Near-zero interest rates aimed at pushing investors out of bonds and into stocks appeared to gain some traction as 2011 drew to a close, raising hopes that investors are ready to take on more risk. http://www.cnbc.com/id/45887488
I see a cause and effect but I don't like use of the word "aimed". Seems like there were plenty of reasons for the fed to reduce rates and I'm not sure that stocks were even a major one.
It wasn't stated at first, but Bernanke was bragging about how well small-caps were performing a year ago. It's certainly in their interest to keep stocks propped up as much as possible.
there were plenty of reasons and none of them were for the average hard working joe, but for the bailout of old line banking interests and the politicians.

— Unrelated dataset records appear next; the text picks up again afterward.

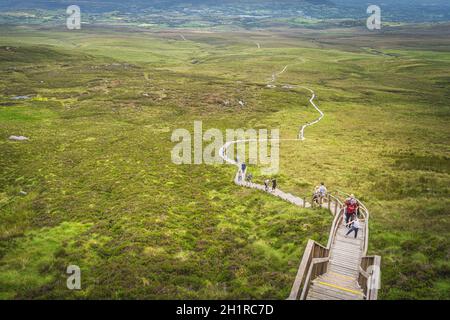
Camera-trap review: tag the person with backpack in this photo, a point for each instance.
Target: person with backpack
(316, 196)
(274, 184)
(322, 190)
(266, 184)
(354, 226)
(351, 208)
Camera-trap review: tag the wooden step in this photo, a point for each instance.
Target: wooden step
(335, 291)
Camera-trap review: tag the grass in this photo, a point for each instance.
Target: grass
(103, 193)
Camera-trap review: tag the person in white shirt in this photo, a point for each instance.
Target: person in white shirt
(355, 227)
(322, 190)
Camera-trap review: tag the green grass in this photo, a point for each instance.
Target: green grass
(103, 193)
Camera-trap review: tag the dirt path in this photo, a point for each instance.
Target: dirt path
(240, 177)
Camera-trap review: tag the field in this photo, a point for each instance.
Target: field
(95, 185)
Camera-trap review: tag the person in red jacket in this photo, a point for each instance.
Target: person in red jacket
(351, 208)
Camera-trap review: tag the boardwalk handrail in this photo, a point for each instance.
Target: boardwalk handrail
(369, 277)
(316, 257)
(313, 265)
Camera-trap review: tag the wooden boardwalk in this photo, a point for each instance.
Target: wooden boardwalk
(340, 282)
(340, 270)
(339, 273)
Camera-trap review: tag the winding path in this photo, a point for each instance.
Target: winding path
(333, 272)
(241, 180)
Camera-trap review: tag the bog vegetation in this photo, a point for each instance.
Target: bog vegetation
(94, 185)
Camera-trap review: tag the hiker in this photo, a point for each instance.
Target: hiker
(274, 184)
(266, 184)
(354, 227)
(322, 190)
(242, 171)
(316, 195)
(351, 207)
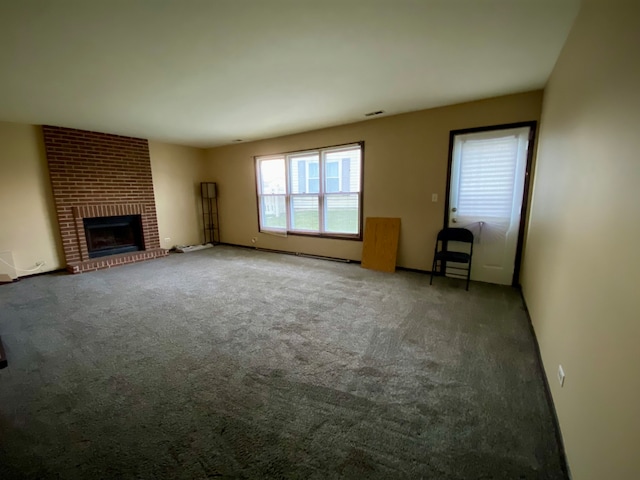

if you just bought a house with a 30 year fixed mortgage you won't be fed up when it's paid off don't worry, rates will go up if anybody can ever think of a good reason to borrow money why not just borrow money and use it to buy stocks? The value of your home probably isn't going anywhere for a while, take out a home equity loan and buy the market after all rates are zero
I did just that some years ago.I took out a home equity loan to buy another piece of property. Then I thought to arrange the terms of that mortgage with a balloon payment after five years and put the "balloon" payment amount in the market. Sheesh was my wife pissed when I did that. "Balls said the queen, if I had them I'd be King."
Despite what the global warming cult thinks, no one controls the weather...not even the Fed (though I'm sure they'd love to). And we can't fire the weather or send a hurricane to prison for wrecking the nation.